家へと向かう足は、踵が少しだけ擦れて痛む。紺のパンプスはぎこちない音を立てていた。
 部屋の電気が付いていないので、そのまま浴室へと向かい、服を脱いでいく。私が動くたびに、岡崎さんの煙草の残り香が香った。まだ指先が火照っているのが分かる。浴槽に浸かりながら、漂う白い蒸気が思考を痺れさせる。

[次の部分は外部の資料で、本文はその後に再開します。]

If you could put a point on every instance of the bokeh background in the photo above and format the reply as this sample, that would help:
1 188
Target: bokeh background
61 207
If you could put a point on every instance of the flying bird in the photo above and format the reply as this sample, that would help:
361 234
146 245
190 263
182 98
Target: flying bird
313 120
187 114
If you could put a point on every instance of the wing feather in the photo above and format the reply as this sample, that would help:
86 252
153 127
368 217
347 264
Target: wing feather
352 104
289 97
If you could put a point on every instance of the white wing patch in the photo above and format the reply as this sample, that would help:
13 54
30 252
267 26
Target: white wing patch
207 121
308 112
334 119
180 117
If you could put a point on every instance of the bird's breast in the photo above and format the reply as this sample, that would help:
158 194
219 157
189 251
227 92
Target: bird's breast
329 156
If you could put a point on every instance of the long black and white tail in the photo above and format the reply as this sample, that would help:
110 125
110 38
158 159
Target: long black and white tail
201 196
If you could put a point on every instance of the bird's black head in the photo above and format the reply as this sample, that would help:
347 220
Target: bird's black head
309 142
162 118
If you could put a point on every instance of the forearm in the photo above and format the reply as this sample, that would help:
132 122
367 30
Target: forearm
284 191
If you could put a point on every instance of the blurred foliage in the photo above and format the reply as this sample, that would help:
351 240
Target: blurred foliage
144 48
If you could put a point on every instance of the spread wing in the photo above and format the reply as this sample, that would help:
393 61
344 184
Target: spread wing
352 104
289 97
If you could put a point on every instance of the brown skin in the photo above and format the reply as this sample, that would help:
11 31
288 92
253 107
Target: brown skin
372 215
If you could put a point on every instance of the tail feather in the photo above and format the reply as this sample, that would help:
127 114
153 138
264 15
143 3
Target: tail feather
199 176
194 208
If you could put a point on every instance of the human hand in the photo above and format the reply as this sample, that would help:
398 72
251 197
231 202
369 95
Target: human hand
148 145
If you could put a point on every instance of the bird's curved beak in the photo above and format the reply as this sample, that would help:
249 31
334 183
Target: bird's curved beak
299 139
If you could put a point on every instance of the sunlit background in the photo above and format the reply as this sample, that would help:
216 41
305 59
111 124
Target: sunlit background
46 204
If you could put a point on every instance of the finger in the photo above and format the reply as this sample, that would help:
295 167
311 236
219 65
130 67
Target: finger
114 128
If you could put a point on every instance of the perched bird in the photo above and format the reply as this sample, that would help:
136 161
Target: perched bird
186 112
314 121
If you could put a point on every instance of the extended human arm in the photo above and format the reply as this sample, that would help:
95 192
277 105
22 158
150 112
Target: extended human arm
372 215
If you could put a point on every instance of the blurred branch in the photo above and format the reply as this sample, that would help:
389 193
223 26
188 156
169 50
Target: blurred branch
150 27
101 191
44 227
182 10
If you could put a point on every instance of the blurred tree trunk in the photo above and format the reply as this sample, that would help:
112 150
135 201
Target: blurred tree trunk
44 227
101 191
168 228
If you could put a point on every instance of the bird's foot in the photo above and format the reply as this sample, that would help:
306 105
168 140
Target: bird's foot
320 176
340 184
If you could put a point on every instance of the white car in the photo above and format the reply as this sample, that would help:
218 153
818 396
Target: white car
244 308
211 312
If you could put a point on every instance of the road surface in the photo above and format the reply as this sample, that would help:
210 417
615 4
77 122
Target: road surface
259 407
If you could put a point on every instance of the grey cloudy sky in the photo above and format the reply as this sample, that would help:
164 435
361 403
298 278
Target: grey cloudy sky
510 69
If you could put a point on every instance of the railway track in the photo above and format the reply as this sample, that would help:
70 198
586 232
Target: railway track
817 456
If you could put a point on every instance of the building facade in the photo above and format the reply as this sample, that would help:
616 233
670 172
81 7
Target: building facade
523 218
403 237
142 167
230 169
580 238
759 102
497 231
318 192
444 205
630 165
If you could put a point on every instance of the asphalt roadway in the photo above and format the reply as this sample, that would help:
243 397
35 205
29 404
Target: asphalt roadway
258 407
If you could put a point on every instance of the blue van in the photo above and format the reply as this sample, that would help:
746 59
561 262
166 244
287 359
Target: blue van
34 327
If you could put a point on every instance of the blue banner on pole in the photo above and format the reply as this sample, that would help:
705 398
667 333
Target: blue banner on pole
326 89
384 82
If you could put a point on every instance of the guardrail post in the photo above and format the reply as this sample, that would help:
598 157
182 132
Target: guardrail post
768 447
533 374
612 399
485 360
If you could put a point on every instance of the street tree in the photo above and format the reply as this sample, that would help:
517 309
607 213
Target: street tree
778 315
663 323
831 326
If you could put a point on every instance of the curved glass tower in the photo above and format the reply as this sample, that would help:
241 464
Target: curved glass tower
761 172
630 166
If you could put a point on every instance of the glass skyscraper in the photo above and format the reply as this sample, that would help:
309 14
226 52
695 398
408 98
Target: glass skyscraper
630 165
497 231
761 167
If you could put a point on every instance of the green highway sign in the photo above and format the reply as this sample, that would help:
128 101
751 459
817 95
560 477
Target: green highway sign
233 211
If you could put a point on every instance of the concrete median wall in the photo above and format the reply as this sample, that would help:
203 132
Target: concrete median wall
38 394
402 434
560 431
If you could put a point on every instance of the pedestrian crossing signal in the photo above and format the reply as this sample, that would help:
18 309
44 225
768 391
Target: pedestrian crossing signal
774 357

ベッドを見に行くと、葵が丸くなって眠っていた。ちゃんとご飯は食べたのだろうか、待ち疲れて眠ってしまったのだろうか。こうやって身体を小さくして私の事を待っていたのだろうか。
そっと葵の髪を撫でてから、私は台所に戻った。今日は素直に葵の腕の中に入ることが出来ない。台所には湿気が籠っていた。裸足で歩くと床がペタペタと鳴る。
冷蔵庫を開けてひんやりとした冷気を身にまとってから、買い置きしてあるビールに手をかける。今日は何気ない缶ビールが冷たく、重く感じる。
葵は青だったけれど、あの人は「緑」だった。深い森の、しっとりとした空気の色。
あの意地悪そうな目が忘れられない。